Friday, July 28, 2006

Sifting mountains of information

Malcom Gladwell, author of "Blink" and innumnerable other smart essays and observations, has been widely castigated in the blogosphere for saying something like "without the New York Times, bloggers would have nothing to write about."

He didn't mean that bloggers never do good or original work. But he did mean to suggest that in the realms of public affairs, the good ole MSM does some important work. You can read his worthwile rebuttal to criticisms here.

Here's the money graph, in my opinion:

Has the level of self-regard in the blogosphere really reached such
dizzying heights that it can’t acknowledge the work that traditional media does on behalf of the rest of us? Yes, the newspaper business isn’t as lucrative as it once was (although it’s still pretty lucrative). And it doesn’t seem as exciting and relevant as it once was. But newspapers continue to perform an incredibly important function as nformational gatekeepers—a function, as far as I can tell, that grows more important with time, not less.

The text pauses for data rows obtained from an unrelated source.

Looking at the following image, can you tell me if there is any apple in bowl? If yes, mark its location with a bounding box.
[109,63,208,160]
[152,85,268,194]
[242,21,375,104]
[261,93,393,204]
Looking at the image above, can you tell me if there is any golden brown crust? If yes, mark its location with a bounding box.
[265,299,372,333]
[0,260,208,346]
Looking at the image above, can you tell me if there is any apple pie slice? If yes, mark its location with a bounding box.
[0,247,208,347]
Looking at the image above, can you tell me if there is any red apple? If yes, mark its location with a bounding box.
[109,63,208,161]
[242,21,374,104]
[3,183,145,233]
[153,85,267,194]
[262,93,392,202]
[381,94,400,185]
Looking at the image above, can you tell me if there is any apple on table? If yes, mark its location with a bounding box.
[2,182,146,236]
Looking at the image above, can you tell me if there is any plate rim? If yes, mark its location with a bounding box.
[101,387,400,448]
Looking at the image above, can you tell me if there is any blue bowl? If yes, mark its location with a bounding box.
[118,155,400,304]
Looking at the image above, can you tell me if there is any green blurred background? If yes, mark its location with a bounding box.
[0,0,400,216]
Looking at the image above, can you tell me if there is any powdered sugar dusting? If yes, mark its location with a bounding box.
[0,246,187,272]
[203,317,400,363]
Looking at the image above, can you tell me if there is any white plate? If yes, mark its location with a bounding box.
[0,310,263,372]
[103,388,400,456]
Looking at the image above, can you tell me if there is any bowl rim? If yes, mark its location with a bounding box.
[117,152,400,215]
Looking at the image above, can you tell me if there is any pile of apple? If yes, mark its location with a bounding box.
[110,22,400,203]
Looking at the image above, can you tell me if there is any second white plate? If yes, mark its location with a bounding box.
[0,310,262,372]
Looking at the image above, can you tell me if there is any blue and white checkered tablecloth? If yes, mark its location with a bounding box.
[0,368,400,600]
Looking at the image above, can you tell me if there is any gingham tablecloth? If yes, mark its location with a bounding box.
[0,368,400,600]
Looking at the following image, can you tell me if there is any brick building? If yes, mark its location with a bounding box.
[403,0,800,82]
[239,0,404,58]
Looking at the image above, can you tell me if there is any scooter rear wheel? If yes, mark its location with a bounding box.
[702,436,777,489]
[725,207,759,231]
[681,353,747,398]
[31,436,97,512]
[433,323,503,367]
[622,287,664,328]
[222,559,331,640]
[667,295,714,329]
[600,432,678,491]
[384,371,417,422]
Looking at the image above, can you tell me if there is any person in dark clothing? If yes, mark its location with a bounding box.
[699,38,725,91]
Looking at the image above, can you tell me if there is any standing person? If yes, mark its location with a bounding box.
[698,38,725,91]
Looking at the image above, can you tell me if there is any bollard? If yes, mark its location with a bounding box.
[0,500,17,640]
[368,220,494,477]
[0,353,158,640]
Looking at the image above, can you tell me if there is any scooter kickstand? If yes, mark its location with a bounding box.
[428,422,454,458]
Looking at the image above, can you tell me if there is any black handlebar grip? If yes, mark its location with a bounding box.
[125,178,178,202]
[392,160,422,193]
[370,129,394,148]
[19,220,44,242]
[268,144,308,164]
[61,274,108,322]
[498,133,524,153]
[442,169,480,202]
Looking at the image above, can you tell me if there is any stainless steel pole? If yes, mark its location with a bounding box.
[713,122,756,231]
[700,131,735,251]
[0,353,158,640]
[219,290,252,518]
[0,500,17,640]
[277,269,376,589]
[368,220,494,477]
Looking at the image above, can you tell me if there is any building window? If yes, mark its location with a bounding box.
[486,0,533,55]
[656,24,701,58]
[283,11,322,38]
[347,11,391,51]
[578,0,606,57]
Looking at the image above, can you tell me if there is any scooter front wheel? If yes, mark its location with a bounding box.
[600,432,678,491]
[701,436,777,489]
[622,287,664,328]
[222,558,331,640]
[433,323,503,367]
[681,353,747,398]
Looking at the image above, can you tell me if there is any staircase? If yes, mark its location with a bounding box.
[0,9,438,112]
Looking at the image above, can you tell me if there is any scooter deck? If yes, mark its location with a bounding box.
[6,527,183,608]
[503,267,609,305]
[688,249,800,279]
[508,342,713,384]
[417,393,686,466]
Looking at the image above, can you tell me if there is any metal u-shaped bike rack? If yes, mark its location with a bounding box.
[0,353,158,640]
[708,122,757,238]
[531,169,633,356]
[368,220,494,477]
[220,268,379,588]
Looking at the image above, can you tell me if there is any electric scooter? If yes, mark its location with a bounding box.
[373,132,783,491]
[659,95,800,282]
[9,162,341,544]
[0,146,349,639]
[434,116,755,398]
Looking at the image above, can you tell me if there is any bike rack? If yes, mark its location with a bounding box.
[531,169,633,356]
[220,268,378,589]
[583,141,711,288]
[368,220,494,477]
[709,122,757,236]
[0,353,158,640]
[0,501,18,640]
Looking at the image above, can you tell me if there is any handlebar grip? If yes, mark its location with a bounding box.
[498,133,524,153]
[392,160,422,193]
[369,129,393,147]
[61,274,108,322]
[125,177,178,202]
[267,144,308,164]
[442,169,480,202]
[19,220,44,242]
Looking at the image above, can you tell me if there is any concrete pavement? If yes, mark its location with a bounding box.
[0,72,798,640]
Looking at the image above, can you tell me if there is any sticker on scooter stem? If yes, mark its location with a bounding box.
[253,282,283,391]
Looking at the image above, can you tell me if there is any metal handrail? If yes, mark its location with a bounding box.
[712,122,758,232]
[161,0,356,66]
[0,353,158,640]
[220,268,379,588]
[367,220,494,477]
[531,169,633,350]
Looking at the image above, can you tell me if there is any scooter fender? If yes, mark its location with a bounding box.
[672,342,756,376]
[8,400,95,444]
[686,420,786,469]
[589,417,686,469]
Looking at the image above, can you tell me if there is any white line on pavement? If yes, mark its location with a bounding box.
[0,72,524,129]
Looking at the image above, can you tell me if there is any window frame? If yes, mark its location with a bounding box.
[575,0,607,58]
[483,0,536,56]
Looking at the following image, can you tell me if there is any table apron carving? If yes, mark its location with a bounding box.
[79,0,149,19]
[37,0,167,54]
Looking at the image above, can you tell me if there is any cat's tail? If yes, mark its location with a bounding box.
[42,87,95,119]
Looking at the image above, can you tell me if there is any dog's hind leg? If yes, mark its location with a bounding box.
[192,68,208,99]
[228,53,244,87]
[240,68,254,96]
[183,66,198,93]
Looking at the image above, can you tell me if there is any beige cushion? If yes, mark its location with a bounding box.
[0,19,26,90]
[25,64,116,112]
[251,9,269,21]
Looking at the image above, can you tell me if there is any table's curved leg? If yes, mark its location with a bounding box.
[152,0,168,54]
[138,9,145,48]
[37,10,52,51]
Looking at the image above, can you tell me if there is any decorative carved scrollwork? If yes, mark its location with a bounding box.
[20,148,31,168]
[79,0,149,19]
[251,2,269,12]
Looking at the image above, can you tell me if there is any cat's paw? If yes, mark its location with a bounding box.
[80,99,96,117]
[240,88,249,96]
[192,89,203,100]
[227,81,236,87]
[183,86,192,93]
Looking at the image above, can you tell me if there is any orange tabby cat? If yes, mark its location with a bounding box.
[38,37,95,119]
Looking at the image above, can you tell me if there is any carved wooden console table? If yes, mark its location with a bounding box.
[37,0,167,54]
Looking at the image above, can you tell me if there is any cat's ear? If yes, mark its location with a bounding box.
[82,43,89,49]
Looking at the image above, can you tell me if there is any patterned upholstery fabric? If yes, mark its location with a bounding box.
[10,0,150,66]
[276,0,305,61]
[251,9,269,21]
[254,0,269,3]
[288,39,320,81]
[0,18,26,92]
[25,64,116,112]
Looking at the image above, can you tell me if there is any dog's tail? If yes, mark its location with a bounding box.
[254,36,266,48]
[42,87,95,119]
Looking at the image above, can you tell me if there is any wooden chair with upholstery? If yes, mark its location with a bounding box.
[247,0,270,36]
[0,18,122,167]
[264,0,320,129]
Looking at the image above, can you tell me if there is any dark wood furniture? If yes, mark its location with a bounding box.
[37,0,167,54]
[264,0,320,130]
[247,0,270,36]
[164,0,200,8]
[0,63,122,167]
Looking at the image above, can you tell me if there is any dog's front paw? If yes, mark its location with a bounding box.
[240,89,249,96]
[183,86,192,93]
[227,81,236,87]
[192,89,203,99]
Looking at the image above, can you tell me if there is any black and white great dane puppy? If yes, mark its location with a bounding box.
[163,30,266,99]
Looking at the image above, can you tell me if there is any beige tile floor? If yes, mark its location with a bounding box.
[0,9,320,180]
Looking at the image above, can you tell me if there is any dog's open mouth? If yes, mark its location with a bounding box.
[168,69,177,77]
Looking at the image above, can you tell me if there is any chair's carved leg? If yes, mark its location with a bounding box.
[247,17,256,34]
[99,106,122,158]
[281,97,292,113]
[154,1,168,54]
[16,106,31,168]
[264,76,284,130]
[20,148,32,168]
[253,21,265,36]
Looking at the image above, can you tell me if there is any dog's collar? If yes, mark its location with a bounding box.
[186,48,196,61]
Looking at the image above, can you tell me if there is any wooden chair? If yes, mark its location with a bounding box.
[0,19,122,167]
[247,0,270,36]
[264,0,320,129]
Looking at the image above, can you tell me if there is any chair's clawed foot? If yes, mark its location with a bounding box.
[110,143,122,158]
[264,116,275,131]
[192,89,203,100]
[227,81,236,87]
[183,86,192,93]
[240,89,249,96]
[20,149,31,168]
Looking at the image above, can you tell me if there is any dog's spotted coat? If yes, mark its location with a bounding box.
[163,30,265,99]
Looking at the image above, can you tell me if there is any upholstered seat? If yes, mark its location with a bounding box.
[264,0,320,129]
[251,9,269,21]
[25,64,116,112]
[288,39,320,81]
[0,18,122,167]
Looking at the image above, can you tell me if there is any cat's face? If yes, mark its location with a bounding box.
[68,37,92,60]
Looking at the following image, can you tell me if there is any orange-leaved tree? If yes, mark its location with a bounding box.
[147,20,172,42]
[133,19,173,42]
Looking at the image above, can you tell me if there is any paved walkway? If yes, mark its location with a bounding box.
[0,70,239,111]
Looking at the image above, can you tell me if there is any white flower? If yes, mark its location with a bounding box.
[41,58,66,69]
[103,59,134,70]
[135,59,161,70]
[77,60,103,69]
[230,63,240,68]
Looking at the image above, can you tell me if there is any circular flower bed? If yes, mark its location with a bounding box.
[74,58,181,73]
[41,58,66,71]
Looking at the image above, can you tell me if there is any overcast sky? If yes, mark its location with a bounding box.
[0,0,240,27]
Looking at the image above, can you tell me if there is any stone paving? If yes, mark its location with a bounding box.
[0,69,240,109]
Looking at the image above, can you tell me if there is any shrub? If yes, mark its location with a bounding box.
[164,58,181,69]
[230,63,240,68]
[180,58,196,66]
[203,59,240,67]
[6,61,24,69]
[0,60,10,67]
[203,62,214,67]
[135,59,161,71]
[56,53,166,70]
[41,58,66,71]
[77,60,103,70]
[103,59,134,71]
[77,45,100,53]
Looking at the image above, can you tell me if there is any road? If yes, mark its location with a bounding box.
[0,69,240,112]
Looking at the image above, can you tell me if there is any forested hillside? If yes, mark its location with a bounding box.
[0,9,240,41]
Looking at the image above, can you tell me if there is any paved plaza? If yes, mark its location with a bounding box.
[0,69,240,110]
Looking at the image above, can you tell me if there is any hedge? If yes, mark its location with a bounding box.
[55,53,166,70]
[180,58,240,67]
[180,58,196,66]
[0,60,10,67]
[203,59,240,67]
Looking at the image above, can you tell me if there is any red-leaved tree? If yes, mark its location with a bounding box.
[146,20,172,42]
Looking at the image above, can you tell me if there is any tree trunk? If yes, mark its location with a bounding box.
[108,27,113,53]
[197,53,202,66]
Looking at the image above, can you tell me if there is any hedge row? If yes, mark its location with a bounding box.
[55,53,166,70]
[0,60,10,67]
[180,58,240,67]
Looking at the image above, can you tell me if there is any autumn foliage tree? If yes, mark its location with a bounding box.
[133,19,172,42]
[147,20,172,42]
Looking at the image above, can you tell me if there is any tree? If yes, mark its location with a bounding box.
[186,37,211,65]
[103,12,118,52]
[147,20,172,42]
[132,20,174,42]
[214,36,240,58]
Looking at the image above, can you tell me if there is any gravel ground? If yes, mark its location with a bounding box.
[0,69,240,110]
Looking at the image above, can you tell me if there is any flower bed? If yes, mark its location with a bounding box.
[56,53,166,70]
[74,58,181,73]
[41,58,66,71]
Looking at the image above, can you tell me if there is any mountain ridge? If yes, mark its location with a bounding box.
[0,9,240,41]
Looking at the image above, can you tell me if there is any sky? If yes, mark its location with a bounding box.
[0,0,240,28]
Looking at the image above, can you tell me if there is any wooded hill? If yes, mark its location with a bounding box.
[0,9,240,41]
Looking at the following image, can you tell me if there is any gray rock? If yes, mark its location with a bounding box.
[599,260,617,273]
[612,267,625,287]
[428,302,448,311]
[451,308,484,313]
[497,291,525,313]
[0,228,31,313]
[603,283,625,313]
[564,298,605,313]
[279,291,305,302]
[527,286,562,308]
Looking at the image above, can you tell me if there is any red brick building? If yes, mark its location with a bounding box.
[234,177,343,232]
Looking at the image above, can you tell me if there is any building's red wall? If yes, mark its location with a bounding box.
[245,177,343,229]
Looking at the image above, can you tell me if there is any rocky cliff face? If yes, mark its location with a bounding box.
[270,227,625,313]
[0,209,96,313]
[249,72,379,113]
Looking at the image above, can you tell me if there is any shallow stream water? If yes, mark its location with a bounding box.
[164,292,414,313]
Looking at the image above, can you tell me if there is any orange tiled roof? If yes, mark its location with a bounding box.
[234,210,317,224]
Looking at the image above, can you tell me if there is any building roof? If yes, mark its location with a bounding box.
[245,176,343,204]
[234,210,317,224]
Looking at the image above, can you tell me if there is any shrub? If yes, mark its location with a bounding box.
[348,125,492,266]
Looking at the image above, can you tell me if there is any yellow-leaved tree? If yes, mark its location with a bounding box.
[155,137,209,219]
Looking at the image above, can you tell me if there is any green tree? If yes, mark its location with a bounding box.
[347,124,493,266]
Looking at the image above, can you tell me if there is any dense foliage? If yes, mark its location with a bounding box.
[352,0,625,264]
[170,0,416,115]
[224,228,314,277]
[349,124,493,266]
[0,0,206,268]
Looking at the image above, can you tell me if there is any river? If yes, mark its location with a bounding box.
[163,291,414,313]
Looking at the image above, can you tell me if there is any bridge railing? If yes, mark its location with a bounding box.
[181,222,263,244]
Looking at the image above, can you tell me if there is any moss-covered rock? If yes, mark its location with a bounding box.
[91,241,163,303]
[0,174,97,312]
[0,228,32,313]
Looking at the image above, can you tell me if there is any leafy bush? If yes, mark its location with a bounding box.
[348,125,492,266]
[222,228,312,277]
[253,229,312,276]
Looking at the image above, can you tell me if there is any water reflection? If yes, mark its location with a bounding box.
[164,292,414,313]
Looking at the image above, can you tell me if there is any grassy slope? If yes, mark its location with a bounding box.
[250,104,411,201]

Between them, for instance, the Times and the Post have literally hundreds of trained professionals whose only job it is to sift through the mountains of information that come out of the various levels of government and find what is of value and of importance to the rest of us. Where would we be without them? We’d be lost.

-Howard Weaver


  1. Where would Google and Yahoo! be without us good old traditional newspapers churning out copy to the Web?

    On a somewhat related note, our marketing department is working up a campaign with a "what if?" theme. As in what if the newspaper weren't here to report on government abuses, scams against the elderly, and so forth?

  2. Dan,

    Add local radio and TV to your "what if" theme. If the other local media didn't have newspapers to "rip and read," there would be a lot of dead air out there.

    A few years ago, I saw a newspaper campaign that said something like, "Newspapers spend thousands of dollars per day gathering news. Radio stations spend 50 cents." It was accompanied with a photo of someone opening a newspaper rack.

    If it weren't for newspapers, many bloggers would have to be content writing about their semi-trivial lives or parroting press releases.